En réponse à la crise liée au Covid-19, IéS, la coopérative régionale de financement solidaire, a décidé le 17 mars 2020 de suspendre l’ensemble des remboursements des encours financiers pour 3 mois (mars-avril-mai et intérêts compris) sur demande des entreprises, avec report en fin d’échéancier.

Cette mesure est une action de court-terme qui pourra être adaptée en fonction de l’évolution de la crise et de la situation de chaque entreprise.

Par ailleurs, IéS maintient l’ensemble de ces activités et missions d’accompagnement par :

  • un lien rapproché avec les entreprises en portefeuille et un recensement de leurs besoins et des premières conséquences de la crise.

  • un recueil des mesures mises en place par le gouvernement, les acteurs publics et les différents partenaires pour orienter au mieux les entreprises

  • une étude accélérée de demandes de financements exceptionnelles le cas échéant.

  • une poursuite de l’étude des demandes en cours de financement et le maintien des calendriers des comités d’engagement.

  • le partage régulier d’information sur les réseaux sociaux et la promotion des entreprises financées.

" Nous pensons que les conséquences économiques de cette crise déjà visibles seront réellement connues dans quelques semaines et quelques mois et avons donc décidé à ce stade de mesures à court terme qui seront certainement amenées à évoluer dans le temps. 

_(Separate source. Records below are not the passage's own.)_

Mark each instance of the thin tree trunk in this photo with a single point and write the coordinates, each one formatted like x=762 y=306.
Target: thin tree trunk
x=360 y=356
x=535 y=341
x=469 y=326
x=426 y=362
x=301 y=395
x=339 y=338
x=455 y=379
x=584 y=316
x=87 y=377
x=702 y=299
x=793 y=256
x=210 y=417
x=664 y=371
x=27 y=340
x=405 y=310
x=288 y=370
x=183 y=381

Comprendre le besoin des entreprises que nous suivons et l'impact de la crise sur l'économie en général et plus particulièrement l'ESS sera essentiel pour adapter le cas échéant nos offres et nos missions tout en ne déstabilisant pas nos capacités d'interventions et nos propres modèles économiques...". 

L'entreprise s'engage également à rester disponible pour les professionnels et joignable sur les réseaux sociaux.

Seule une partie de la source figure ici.